El ascensor juega al escondite, pero estoy decidido a no ceder. Espero con paciencia a que se detenga en mi planta.
– Me alegro de verlo -me saluda Kula, encantada-. ¿Cuándo ha vuelto?
– Hoy mismo.
– ¿Y cuándo salió del hospital?
– Ayer.
Me mira como si tuviera ante sí a un albanés ataviado con frac.
– ¿Salió ayer y hoy viene a fichar? ¿Por qué no se queda unos días en casa? Al fin y al cabo es funcionario público.
– ¿Y eso qué tiene que ver, Kula?
– ¡Desde luego! Dónde se ha visto, un funcionario público sin derecho a la baja por enfermedad -exclama indignada.
Replico de mala gana que tenía pendiente un asunto muy importante y me cuelo en el despacho de Guikas. Lo encuentro de pie, recogiendo documentos de la mesa de reuniones. Él tampoco esperaba verme tan pronto.
– ¿De nuevo por aquí? -se extraña-. Espero que ya estés mejor.
– Sí. Gracias por la planta.
– Siento no haber ido a verte, pero ya sabes…, no tengo tiempo.

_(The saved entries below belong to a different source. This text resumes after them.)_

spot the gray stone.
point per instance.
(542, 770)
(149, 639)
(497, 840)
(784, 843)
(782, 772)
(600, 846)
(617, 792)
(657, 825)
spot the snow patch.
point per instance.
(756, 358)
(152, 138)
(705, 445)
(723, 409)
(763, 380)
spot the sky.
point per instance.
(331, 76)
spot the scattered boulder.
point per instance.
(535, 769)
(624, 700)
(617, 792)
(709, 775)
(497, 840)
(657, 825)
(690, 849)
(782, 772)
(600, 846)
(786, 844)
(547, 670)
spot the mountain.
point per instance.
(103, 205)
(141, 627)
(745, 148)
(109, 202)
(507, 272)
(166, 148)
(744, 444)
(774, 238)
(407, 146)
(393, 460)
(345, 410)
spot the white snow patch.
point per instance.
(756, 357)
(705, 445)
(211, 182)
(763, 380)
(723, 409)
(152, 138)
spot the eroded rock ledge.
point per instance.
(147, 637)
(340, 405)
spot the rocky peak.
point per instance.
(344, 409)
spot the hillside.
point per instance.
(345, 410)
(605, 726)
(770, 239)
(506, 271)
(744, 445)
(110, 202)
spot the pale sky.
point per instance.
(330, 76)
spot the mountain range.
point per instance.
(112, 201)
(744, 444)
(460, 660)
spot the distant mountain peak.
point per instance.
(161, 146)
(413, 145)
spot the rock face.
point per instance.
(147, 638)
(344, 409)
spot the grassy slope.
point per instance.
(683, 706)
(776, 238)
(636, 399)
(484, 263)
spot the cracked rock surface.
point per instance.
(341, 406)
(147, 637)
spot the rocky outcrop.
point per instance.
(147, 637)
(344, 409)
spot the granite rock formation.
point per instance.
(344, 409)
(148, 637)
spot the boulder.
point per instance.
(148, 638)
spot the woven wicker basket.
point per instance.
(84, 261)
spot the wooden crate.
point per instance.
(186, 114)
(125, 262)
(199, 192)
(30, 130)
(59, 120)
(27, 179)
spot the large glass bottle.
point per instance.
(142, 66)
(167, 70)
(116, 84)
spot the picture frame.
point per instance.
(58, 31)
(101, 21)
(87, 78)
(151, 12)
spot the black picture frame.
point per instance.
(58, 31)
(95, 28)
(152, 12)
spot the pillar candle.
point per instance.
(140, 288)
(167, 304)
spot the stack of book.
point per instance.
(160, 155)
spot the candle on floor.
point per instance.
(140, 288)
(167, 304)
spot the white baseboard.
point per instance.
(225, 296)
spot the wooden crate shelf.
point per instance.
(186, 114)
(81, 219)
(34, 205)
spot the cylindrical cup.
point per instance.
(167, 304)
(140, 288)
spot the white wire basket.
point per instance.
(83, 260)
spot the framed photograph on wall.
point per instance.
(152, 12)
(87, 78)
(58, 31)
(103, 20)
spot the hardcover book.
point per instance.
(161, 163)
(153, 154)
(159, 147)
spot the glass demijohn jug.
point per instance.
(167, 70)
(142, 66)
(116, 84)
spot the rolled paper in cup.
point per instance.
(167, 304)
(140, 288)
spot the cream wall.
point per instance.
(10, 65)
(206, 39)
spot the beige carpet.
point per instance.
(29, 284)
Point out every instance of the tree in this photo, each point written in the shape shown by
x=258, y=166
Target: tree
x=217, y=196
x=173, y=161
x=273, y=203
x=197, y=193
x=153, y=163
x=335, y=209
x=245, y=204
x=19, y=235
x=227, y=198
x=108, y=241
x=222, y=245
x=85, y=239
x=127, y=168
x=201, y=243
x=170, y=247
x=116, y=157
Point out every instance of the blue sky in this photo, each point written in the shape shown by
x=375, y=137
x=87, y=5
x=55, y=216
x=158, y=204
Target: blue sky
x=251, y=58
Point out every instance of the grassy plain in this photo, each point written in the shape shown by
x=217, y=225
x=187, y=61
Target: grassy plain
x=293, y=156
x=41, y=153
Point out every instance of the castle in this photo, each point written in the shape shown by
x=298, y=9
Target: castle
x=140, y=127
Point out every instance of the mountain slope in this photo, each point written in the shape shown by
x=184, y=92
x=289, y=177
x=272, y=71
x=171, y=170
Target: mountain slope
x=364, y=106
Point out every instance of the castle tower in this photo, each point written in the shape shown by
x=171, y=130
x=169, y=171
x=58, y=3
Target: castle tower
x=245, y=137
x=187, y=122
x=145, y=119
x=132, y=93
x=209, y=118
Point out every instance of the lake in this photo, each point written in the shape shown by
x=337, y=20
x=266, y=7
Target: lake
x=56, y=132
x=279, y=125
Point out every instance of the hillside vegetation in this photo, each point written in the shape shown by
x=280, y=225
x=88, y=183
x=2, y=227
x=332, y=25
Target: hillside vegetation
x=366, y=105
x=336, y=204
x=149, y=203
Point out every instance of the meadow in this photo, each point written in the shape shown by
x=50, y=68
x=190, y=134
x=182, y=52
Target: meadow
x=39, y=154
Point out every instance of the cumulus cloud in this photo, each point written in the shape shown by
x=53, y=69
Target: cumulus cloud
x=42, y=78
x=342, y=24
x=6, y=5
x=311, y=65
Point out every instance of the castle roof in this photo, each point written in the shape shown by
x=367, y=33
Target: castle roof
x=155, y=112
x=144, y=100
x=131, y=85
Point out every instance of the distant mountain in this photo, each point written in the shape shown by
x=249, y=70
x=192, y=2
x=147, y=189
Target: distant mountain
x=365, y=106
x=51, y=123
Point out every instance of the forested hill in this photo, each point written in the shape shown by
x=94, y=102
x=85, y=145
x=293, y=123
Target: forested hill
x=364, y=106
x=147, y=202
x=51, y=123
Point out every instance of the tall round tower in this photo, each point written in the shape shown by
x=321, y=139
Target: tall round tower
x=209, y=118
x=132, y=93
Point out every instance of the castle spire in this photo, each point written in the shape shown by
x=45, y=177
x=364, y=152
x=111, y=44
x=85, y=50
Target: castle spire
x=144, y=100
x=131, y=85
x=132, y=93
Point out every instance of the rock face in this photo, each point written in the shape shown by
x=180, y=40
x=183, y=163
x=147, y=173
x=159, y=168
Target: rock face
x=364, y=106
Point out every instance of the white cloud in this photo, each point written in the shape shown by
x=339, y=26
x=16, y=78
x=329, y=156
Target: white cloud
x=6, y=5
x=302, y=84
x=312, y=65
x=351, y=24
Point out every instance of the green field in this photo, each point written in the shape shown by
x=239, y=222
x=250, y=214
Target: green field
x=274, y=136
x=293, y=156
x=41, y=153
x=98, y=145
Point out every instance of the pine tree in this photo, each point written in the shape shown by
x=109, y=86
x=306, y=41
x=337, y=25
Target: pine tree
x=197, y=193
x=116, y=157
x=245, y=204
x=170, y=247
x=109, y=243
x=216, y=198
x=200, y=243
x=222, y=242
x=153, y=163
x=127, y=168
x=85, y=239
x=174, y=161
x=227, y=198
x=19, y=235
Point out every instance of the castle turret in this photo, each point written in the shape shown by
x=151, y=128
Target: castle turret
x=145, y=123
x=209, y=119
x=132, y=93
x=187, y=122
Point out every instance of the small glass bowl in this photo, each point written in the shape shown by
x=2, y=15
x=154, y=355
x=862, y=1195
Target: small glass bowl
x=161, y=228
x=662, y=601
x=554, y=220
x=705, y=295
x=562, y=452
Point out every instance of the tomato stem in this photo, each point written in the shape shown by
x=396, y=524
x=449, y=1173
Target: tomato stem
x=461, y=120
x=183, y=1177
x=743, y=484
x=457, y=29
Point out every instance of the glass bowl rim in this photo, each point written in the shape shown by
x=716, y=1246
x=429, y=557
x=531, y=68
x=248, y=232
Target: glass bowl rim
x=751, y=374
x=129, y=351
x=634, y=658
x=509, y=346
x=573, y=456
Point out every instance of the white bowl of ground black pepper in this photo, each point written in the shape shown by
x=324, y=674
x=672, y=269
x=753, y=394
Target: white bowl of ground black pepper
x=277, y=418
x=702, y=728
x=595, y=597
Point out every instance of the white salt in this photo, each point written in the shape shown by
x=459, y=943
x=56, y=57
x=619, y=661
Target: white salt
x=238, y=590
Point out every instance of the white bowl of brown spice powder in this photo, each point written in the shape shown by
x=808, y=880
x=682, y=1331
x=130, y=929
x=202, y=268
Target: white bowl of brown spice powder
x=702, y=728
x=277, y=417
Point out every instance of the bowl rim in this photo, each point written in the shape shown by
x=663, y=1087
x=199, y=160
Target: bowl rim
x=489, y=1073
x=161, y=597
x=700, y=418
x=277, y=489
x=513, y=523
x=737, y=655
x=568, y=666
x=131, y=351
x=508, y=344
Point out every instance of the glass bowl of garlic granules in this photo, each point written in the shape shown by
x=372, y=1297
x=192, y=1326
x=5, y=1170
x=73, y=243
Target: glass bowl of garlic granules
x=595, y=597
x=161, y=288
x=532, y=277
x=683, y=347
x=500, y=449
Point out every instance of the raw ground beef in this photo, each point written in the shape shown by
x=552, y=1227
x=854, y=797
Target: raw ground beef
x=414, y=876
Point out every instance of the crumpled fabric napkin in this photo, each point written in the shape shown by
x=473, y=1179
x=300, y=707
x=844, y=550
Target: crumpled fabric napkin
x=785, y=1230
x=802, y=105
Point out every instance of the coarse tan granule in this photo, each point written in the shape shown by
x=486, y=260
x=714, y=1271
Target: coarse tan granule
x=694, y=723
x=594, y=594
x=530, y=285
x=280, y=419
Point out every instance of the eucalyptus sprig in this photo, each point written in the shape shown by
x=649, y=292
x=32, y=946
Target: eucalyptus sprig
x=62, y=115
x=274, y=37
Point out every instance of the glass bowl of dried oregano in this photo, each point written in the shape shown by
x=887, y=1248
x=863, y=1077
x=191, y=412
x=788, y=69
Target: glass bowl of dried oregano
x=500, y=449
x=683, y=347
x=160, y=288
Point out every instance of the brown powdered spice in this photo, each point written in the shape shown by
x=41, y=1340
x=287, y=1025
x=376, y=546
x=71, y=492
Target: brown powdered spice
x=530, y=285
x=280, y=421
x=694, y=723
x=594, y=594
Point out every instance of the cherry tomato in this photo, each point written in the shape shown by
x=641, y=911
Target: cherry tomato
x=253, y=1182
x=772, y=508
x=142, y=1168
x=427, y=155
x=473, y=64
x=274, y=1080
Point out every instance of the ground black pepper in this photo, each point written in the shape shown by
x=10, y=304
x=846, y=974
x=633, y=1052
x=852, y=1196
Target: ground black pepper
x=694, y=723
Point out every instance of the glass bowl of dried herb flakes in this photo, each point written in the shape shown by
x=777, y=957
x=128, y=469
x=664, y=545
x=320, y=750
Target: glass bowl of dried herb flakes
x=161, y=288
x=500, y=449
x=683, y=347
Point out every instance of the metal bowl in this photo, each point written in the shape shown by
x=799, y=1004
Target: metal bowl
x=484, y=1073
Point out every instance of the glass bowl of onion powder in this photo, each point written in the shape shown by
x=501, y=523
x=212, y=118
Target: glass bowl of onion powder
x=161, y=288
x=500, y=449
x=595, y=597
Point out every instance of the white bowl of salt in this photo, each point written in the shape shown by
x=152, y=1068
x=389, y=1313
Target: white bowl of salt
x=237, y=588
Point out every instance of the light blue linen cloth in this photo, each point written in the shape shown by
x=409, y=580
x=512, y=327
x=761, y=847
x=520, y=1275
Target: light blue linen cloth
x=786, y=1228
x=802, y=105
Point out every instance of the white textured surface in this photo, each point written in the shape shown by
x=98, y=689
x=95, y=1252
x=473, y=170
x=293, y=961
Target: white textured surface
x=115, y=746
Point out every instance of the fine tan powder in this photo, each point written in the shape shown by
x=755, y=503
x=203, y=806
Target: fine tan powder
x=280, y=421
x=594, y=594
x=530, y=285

– No se preocupe. He venido porque hay novedades en el caso del cadáver sin identificar. -Me apresuro a explicar el caso antes de que me denuncie al comité disciplinario por transgredir las normas del buen funcionario.
Le informo someramente del piso de Petrulias, de nuestras investigaciones para localizar el barco en el que viajó a la isla y de las indagaciones para averiguar en qué trabajaba y de dónde procedían sus ingresos.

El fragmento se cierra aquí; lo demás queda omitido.